Por último, el otro gran asunto que sobrevolará la cumbre es el de la relación con China. Aquí el sentimiento de urgencia es menor y la posición de la Alianza mucho más matizada y aún pendiente de ser definida claramente. El Concepto Estratégico adoptado en Madrid el año pasado es el primero que incluye a China como desafío para la seguridad de los aliados. La participación este año en Vilna de representantes de Australia, Corea del Sur, Japón y Nueva Zelanda es buen reflejo de la creciente importancia del Indo-Pacífico para la OTAN.  

Aquí se dan, de nuevo, divisiones entre los aliados. Francia, y más tras la reciente visita de Macron a Pekín, se muestra muy reacia a un mayor papel de la OTAN en esta cuestión y quizá dispuesta a torpedear la apertura de una oficina de enlace de la Alianza en Tokio.
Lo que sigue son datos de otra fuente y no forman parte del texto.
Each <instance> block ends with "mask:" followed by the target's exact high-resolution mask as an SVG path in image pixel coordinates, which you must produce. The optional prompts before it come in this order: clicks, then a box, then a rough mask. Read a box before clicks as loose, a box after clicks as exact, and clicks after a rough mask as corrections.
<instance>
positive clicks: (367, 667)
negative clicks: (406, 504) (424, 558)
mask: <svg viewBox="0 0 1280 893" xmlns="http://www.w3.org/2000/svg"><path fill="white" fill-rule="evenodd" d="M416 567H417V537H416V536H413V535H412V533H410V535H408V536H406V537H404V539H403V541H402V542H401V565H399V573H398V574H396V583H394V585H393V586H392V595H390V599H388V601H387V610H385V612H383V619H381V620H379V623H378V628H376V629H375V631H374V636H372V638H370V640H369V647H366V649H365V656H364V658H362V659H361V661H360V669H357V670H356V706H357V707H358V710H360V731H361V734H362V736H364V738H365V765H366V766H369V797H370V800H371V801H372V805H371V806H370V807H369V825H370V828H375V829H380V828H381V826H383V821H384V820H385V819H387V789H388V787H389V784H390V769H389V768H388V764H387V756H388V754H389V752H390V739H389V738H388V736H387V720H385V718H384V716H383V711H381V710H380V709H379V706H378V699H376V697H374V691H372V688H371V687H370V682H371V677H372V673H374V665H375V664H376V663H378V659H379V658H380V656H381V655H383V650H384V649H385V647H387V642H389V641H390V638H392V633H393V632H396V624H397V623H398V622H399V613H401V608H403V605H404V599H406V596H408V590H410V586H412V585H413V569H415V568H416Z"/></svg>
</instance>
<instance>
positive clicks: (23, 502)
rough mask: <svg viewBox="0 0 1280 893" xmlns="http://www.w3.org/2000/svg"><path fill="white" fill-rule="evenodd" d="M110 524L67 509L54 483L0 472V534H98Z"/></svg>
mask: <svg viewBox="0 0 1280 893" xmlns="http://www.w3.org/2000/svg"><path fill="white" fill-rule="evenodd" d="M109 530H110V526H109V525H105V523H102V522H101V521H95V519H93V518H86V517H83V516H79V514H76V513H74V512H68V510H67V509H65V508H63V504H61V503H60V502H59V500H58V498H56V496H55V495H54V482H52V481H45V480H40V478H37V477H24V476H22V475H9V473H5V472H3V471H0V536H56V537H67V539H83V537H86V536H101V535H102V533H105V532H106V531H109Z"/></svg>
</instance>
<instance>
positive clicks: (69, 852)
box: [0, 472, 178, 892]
Para el resto de europeos, de esto se deriva el riesgo (como quedó de manifiesto durante la presidencia de Donald Trump) de un progresivo desinterés estadounidense por una Alianza centrada exclusivamente en los asuntos del viejo continente.

Francia contempla ese escenario (y las elecciones presidenciales estadounidenses de 2024) desde la seguridad que le confiere su disuasión nuclear. El resto de estados europeos, salvo el Reino Unido, no pueden permitirse ese lujo. España, claro, tampoco.